Almost two years into our time in Ecuador, we are still learning and exploring. This week, we went into the mountains near Baños to investigate an idea for an addition to some Gapper programmes.
Baños is much loved of our Gappers – it arrives in the programme after some hard project work in the Amazon, and offers a break and some serious adrenaline pursuing. Slowly, the time there has stretched as each group of Gappers tells us they love the place and want more time there. Our latest idea is make it a good bit longer but include a completely different idea alongside the chill out time in town.
Baños sits in the shadow of Tungurahua, a very active volcano which periodically spits lava and smoke from its caldera. Our plan is to work with a foundation who are trying to conserve the natural habitat on its slopes. These forests are home to bears, tapirs, rare frogs, orchids, rare hardwood trees and some incredible views; all of which are under threat. (Don’t worry, between their land and the scary bit of the volcano are deep valleys so there is no danger of lava flows arriving in the night.)
The forests are dense with vegetation; among which are rare trees that we are planning to work to preserve, creating nurseries using saplings and reforesting with mixed forest to replicate the natural, virgin forest that dominates these hills. There are waterfalls and springs that are the very beginnings of the Amazon river – the water in them is going all the way to the Atlantic through the Amazon jungle. Through the climb up we ate strange fruits, some of which were actually quite nice. We saw a footprint of a tapir, and his bed; not him though. We saw orchids clinging to the sides of trees and a spider that had died because he ate a mushroom and it took over his body from the inside (that’s the reddy/yellow looking thing in one of the photos below).
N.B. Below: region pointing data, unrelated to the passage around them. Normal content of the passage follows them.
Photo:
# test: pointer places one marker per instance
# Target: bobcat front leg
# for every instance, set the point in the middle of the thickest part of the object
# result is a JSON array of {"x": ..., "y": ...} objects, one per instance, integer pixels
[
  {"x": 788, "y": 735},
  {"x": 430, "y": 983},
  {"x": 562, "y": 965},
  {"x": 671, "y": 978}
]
The lodge is simple, but “cool” for want of a better word. You are up in the hills, cooking is on an open fire and the views are incredible. This is a unique place and being there is extraordinary – the loss of a few creature comforts is a small price to pay. There is mobile reception, which is frankly just depressing.
Above the lodge you reach the paramo – from there you can see Tungurahua and the glaciers of Cotopaxi and Chimborazo (the peak of which is the closest point on earth to the sun). This is Ecuador at its best – a bewildering array of environments, beauty, friendly people, a few splashes of the weird and wonderful and then the chance to chill out in a great little town and have some man made adventures.